A liberdade na sociedade de consumo como expressão
da ideologia burguesa.
É comum o uso da palavra
liberdade nos meios de comunicação e na mídia,
mas seu valor está perfeitamente encaixado e previsto na cultura
de massa. Desde a “liberdade que cabe no bolso”, do cartão
de crédito, passando por aquela de poder consumir um produto
que está na moda, até o puro e simples consumo como
ritual instituído em nossas vidas, o que há é
o consenso de liberdade como algo associado unicamente às realizações
pessoais provenientes daquilo que o dinheiro pode comprar. Somos educados
a associar valores e status a objetos e situações, e
que o ato de consumir tais valores materializados ou viver determinadas
situações fabricadas seria liberdade.
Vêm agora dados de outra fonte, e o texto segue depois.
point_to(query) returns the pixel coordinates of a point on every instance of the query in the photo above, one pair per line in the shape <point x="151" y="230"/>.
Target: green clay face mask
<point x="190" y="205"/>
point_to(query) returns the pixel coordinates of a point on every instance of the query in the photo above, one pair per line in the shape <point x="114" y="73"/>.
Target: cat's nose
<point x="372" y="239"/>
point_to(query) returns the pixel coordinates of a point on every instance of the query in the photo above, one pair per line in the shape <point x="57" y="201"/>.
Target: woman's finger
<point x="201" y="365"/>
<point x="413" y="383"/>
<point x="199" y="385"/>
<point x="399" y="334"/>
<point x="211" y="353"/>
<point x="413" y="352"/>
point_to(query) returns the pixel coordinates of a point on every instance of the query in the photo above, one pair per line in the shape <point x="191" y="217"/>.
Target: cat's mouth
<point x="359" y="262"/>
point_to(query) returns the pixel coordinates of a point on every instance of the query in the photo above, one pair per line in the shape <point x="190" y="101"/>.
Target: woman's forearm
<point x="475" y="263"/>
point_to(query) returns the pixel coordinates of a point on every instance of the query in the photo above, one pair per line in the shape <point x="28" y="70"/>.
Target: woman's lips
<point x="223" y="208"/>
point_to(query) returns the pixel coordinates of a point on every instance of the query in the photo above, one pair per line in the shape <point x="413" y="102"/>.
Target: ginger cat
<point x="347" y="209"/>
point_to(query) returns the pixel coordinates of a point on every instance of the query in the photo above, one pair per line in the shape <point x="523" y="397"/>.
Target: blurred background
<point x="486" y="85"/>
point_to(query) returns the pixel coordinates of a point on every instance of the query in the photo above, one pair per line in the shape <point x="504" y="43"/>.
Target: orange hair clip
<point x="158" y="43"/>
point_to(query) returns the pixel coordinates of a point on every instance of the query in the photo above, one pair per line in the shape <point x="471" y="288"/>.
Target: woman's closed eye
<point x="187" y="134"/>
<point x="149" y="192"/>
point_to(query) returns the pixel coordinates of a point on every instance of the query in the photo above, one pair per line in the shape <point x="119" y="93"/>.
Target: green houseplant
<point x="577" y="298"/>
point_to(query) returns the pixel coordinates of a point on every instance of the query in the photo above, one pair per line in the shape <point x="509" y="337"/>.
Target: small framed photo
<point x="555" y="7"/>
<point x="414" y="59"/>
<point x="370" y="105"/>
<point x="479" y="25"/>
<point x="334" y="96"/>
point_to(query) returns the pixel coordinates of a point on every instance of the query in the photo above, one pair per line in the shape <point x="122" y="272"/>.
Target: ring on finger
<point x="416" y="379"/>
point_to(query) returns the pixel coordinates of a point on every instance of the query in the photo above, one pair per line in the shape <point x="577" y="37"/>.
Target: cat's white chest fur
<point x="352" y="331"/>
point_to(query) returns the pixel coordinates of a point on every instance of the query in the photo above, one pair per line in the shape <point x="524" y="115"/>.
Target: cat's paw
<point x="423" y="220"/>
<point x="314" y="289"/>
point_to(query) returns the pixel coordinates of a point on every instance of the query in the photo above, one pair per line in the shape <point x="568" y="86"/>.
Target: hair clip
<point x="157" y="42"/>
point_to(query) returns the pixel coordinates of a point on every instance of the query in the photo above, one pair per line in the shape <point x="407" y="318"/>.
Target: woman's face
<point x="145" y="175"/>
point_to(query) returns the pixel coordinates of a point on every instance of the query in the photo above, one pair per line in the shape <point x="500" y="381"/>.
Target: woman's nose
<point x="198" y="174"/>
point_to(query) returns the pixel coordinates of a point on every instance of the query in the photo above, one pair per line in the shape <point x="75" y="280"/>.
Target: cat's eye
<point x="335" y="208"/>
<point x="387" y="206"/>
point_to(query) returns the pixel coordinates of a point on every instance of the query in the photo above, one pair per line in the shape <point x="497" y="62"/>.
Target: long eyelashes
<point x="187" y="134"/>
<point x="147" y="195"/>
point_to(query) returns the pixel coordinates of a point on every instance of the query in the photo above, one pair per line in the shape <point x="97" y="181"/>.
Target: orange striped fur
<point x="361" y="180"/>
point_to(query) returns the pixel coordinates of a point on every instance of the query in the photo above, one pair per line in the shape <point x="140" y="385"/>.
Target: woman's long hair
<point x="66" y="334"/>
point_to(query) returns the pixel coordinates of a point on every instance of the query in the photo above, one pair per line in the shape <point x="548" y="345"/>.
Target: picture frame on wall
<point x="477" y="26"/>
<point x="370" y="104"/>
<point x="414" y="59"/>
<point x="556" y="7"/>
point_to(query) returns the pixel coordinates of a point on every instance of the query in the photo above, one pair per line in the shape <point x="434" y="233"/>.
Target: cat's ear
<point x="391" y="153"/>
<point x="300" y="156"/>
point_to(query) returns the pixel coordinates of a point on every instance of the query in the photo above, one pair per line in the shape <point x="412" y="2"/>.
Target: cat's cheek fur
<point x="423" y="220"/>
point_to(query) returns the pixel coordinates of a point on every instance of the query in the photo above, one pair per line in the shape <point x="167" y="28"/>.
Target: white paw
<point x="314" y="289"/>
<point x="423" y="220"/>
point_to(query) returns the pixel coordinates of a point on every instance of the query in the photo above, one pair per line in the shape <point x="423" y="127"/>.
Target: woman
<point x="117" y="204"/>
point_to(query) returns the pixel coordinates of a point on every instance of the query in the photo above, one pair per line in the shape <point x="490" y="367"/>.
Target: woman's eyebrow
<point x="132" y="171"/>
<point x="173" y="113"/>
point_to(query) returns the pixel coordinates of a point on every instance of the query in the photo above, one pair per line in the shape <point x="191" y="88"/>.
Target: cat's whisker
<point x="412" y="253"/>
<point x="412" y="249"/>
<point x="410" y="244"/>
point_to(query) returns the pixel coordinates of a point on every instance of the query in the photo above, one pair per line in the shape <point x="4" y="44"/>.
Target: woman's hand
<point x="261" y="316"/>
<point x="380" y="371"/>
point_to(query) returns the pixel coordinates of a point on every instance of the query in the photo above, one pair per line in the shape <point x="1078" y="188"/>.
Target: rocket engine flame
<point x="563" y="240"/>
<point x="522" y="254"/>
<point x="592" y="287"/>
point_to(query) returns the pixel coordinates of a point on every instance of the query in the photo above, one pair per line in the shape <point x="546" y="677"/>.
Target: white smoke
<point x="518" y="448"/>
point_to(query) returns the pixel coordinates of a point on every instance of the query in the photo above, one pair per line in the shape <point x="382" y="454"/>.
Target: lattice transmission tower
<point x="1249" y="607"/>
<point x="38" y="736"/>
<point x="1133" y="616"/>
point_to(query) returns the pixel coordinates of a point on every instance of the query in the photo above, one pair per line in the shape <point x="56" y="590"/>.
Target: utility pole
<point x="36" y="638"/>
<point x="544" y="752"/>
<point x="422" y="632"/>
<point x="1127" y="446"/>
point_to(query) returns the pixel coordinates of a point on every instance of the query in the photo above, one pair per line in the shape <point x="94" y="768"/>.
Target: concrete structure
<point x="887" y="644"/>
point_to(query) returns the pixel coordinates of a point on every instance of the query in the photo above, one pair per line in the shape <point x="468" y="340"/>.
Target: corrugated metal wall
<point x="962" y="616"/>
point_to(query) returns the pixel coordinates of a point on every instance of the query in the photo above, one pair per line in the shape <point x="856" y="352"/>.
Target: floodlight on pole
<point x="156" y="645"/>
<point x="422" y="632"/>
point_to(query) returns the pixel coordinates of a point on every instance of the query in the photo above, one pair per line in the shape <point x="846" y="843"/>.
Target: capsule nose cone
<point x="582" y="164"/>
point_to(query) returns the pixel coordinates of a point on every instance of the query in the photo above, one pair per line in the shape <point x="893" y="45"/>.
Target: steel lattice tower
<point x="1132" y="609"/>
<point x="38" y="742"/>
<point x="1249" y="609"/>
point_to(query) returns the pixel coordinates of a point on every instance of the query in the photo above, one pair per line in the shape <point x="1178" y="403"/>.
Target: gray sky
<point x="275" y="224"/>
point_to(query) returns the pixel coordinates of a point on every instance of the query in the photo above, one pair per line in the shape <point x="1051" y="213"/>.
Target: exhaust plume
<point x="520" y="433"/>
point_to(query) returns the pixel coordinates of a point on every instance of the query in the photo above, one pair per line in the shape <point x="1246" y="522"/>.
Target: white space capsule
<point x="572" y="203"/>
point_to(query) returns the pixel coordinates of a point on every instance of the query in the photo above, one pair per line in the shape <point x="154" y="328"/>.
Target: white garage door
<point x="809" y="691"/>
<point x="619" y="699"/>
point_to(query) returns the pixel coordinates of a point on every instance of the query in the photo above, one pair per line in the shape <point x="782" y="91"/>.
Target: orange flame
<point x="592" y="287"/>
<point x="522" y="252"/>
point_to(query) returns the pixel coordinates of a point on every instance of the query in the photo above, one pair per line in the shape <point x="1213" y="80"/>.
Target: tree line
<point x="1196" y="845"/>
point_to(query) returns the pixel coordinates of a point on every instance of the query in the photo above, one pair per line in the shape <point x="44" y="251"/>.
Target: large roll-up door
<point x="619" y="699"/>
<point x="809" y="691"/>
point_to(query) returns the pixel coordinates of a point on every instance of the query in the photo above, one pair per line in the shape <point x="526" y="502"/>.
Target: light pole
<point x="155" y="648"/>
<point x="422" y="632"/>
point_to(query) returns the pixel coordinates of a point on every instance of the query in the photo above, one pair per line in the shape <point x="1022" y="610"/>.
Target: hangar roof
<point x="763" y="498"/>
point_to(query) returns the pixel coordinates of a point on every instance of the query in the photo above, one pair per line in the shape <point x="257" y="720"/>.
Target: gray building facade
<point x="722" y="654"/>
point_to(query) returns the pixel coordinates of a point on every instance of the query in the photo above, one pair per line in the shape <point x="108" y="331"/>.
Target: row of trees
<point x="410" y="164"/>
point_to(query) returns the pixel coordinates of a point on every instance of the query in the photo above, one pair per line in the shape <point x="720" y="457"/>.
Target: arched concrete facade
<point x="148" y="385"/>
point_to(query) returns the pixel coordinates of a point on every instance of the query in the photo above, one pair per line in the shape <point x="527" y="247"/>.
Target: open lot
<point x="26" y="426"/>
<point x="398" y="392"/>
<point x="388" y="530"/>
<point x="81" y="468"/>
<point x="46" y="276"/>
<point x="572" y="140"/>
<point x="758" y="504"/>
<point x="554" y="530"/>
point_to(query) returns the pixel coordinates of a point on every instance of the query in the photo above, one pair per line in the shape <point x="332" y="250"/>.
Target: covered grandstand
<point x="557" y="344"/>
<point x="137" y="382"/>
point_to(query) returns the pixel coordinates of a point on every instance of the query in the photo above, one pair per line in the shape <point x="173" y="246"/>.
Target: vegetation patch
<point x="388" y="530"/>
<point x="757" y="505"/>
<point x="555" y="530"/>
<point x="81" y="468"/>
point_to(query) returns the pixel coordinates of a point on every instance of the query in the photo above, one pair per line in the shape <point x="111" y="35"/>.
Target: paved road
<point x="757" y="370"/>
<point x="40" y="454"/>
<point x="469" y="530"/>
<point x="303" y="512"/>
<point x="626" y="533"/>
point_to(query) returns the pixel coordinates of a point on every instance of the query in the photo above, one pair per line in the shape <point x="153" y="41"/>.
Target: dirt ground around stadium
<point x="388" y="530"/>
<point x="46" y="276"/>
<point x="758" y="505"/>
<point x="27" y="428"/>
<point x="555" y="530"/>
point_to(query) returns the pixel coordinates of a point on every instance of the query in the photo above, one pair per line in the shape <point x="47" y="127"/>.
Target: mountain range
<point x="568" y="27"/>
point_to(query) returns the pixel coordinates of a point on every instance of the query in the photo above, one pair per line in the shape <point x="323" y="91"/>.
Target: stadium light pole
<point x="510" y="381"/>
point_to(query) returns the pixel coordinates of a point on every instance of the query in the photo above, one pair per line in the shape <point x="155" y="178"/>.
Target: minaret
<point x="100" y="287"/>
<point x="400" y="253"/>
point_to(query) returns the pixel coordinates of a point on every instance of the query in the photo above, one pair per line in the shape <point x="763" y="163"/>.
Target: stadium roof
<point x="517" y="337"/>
É “livre”
aquele que consegue aproximar-se das situações modelo
estereotipadas apresentadas de forma massificada pelo sistema, situações
representadas por ícones do que seria o indivíduo realizado
que alcançou a “liberdade”. “Livre”
é aquele que não tem impedimentos no seu ritual de consumo,
é a situação econômica que não restringe
os “sonhos” a que somos amestrados a desejar.
É fácil observar
que tal “liberdade” não passa de fantasia em uma
existência entorpecida na sociedade capitalista. O sistema oferece
opções, muitas opções, mas a escolha se
restringe apenas a esse universo. O mercado determina o que consumir,
mas com algumas variações que almejam os variados tipos
de gostos, como em uma padronização diversificada. A
individualidade não é respeitada, mas o discurso é
individualista, personalizado, fazendo acreditar que foi feito para
você, que você é diferente, colocando-o em um pedestal,
criando-se “feudos culturais” onde pensamos ser “diferentes”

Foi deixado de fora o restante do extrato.